「ごちゃまぜ」が合言葉
一見すると不思議にも思えるビールや牧場、農場との組み合わせは過疎化が進む能登地域で障害者の生活場所と働き口の不足を同時に解消するのがねらいだ。能登半島は酒や醤油、味噌など発酵、醸造の文化が息づいており、ピザやビーフカレーなど地元食材を生かした多国籍料理は地元の生活にもうるおいを与えることができる。観光振興や雇用創出などさまざまなメリットを生み出す先進的な取り組みである。
「ごちゃまぜ」は佛子園各施設での合言葉だ。障害の有無に関わらず、たがいに個性を認めながらともに働くことを目指している。近年ではどんな人でも社会の構成員として支え合っていくべきとする「ソーシャルインクルージョン(社会的包摂)」の考え方も主流になってきた。佛子園の「ごちゃまぜ」はまさにこの社会的包摂を先取りした発想だったと言えるだろう。
施設内で働く上で大切にしているのは、人を好きになることと、挑戦を恐れないことだ。
日本海倶楽部では単なる支援にとどまらず地域で生活する上での基盤づくりを重視しており、福祉の専門家だけでなく、地域に貢献したいとの思いで就職する従業員も多い。竹中さんも前職はホテルの営業。さまざまな仕事をこなしたが妻の妊娠を機に退職。営業で培った経験を買われて2000年に日本海倶楽部に加わった。福祉施設はまったくの未経験だったが、施設内で障害者と関わっていくうちに、社会福祉に携わるようになったという。研修やジョブローテーションによりさまざまな経験を積むことができるのも特徴。最近では県外出身の人も増えているという。
誰が相手でも必要な技術だった
そんな移住者のひとりが施設内で支援員の奥村さんだ。大学で地域について学んでいくなかで、日本海倶楽部のことを知った。
「入所者を支援しながら、地域のコミュニティづくりにも取り組めることが魅力的でした。バックグラウンドの異なる多様な人たちが共に暮らす場をつくりたいという想いがあったんです」
理想を胸に飛び込んだ日本海倶楽部だったが、奥村さんにとって福祉は全くの専門外で「想像もできない世界」だったという。
「でも新任研修で福祉のことをたくさん学べるし、先輩の指導も的確で未経験者でも安心してスタートできました。同僚の支援員も異業種からの転職は多いです」と教えてくれた。
障害者支援の業務を行う中で、新たな発見もあった。「障害者とひとまとめにしがちですが、本当にいろいろなタイプの人がいるのだなと感じました。

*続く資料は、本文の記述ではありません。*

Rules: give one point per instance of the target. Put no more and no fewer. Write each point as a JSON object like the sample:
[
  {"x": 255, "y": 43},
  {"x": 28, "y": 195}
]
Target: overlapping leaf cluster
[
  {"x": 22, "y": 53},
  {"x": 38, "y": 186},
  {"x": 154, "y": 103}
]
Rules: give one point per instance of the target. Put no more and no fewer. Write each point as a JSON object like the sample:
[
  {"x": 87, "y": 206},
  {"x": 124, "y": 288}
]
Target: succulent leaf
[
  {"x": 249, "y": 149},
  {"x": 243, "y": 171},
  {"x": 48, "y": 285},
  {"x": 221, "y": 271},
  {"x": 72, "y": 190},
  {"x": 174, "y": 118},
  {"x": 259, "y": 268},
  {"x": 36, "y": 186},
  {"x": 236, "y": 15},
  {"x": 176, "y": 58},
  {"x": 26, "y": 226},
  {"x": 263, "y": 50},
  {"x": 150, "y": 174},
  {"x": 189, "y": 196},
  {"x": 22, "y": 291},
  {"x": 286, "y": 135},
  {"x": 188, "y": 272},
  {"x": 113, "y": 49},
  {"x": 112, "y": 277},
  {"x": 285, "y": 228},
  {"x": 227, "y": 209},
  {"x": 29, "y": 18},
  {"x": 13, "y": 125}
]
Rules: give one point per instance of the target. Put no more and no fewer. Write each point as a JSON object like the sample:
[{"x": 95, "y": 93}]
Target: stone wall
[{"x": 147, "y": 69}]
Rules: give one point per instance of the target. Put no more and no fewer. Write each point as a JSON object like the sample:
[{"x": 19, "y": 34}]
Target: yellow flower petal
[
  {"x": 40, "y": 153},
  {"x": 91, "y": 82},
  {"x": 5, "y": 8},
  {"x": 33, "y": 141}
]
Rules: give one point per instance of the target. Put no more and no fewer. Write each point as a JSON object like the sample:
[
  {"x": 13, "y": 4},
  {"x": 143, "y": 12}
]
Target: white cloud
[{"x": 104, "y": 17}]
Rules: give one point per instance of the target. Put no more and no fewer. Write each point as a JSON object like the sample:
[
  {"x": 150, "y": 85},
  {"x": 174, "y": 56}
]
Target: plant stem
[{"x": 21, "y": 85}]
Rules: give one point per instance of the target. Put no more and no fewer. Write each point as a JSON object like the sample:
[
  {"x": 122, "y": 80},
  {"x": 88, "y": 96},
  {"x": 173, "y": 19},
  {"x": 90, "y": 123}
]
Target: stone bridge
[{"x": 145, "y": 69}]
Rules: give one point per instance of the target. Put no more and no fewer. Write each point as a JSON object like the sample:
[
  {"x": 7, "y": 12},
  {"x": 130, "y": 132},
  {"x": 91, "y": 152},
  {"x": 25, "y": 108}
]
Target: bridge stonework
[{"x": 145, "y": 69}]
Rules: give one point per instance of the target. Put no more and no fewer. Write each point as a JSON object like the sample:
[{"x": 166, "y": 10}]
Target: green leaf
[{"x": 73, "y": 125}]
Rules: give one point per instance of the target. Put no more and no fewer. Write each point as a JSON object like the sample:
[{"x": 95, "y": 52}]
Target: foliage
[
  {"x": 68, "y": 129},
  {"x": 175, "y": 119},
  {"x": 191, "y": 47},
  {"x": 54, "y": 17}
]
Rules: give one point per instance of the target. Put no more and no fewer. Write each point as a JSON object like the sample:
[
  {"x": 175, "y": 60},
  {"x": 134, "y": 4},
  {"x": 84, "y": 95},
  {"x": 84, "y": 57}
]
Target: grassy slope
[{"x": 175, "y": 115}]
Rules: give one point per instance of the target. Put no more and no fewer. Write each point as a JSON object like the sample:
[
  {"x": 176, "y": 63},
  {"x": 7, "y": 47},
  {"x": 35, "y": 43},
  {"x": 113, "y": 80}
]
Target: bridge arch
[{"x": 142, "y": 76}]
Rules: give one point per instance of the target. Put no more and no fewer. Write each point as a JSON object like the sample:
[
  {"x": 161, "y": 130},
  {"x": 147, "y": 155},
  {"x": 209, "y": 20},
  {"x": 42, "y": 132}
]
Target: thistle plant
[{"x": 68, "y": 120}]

認知や行動もさまざまなので『この人にはどんな伝え方をしたらよいだろうか』と対応を考えることになります。でもそれって誰が相手でも必要な技術だと思うんです」
現場を通じて相手の能力や行動に応じたコミュニケーションの必要性に気付いたという奥村さん。レストランで入所者と一緒に働きながらの就労支援は得難い経験だと笑顔で話した。
新たなコミュニティづくりへ
日本海倶楽部が取り組む福祉は、障害者にとどまらない。たとえば能登町でも、成人病にかかる人が多く見受けられる。地域課題に取り組む竹中さんには放っておけない問題だ。
「既に白山市や輪島市などで経営母体の佛子園が取り組んでいる地域密着型のスポーツジムを町内につくり住民と障害者が支え合いながら健康づくりをするプロジェクトをスタートさせました」。
奥村さんもプロジェクトメンバーのひとりだ。「今以上に地域の人と関わる場所にして、多くの人に活動を知ってもらえたらなと思っています」活動を通じて地元の理解や協力関係を深めたいと意気込んでいる。
地元に根ざした活動を通じて障害者の働き口を提供し、コミュニティづくりに取り組む日本海倶楽部。「支援しているようにみえて、実は自分たちの居場所も作っているんです」という竹中さんの言葉が印象的だった。